Je suis une personne à risque
C'est fait ! Je sais désormais grâce aux médias qui annoncent la campagne de vaccination en prévention de la grippe (et je m'en réjouis car notre pays avait un retard à combler) que cela me concerne car je fais largement partie des « personnes à risque de plus de 65 ans » selon la formule utilisée. Oui, j'ai plus de 65 ans... et même bien au-delà.
Plus encore j'entends aussi, selon la source, que je fais partie « des personnes fragiles », élégante formule... Je vous concède que mes propos peuvent sembler dérisoires en ces temps si incertains et compliqués. Mais j'ai toujours considéré que la sémantique était un marqueur déterminant. D'autant que notre langue française est suffisamment riche. Albert Camus disait avec pertinence « Mal nommer les choses, c'est ajouter au malheur du monde ».

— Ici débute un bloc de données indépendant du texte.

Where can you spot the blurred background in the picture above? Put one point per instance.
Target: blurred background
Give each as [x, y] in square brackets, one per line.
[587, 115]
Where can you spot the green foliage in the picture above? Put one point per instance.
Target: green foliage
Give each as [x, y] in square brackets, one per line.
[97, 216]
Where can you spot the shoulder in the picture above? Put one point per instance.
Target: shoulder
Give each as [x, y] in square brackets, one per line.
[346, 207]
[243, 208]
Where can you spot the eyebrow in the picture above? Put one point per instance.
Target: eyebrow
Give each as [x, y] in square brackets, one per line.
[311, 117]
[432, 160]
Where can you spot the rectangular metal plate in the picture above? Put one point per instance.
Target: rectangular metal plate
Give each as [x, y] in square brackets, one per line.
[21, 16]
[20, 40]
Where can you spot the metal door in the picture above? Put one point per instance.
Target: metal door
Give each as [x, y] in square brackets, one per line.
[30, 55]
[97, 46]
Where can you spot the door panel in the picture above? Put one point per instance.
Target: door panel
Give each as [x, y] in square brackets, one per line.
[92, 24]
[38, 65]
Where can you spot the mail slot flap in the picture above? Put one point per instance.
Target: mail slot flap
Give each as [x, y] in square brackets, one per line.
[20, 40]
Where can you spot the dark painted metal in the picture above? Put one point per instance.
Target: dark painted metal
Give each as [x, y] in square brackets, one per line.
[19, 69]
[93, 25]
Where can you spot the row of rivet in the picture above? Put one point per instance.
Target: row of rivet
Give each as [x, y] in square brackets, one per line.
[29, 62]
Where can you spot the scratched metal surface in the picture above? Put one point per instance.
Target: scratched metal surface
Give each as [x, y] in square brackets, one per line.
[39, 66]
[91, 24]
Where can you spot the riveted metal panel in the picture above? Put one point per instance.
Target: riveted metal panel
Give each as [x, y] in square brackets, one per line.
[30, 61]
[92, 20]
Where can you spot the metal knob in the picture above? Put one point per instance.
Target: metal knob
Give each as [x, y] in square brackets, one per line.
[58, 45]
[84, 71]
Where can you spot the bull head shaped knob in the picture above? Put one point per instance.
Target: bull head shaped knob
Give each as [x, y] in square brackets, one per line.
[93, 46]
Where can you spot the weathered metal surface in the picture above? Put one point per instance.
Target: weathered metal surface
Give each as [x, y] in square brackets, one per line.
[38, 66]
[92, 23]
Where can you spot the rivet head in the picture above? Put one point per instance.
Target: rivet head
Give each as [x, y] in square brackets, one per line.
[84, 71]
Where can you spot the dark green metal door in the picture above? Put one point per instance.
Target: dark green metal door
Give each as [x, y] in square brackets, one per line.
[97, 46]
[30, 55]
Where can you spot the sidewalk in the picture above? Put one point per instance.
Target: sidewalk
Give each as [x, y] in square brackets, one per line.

Loin de moi l'idée de paraphraser Camus, mais mal désigner les personnes, c'est aussi les stigmatiser (terme tant employé, mais si peu compris). Et malheureusement, avec la force de l'habitude, les formules s'emploient et traversent le temps sans plus de réflexion.
Je concède que vieillir est un risque. Tout comme vivre finalement. Mais est-ce une raison pour ne pas revisiter certains propos ? Administrateur (bénévole) d'une grande banque, j'appris voilà deux années « qu'atteint par la limite d'âge », je devais quitter ce mandat d'administrateur. Règlement oblige et cela ne me choqua en rien. Cependant j'ai soutenu que l'âge n'était pas en soi une maladie et que la formule « atteint par » était inappropriée. Je la fis donc remplacer le jour de l'assemblée qui me voyait démissionner de ce mandat par « Au bénéfice de l'âge » bien plus élégante et adaptée de mon point de vue. Il faut parfois mener de petits combats pour une grande cause. Et celle de l'âge peut aussi commencer ainsi. Oui, « Les vieux méritent mieux ».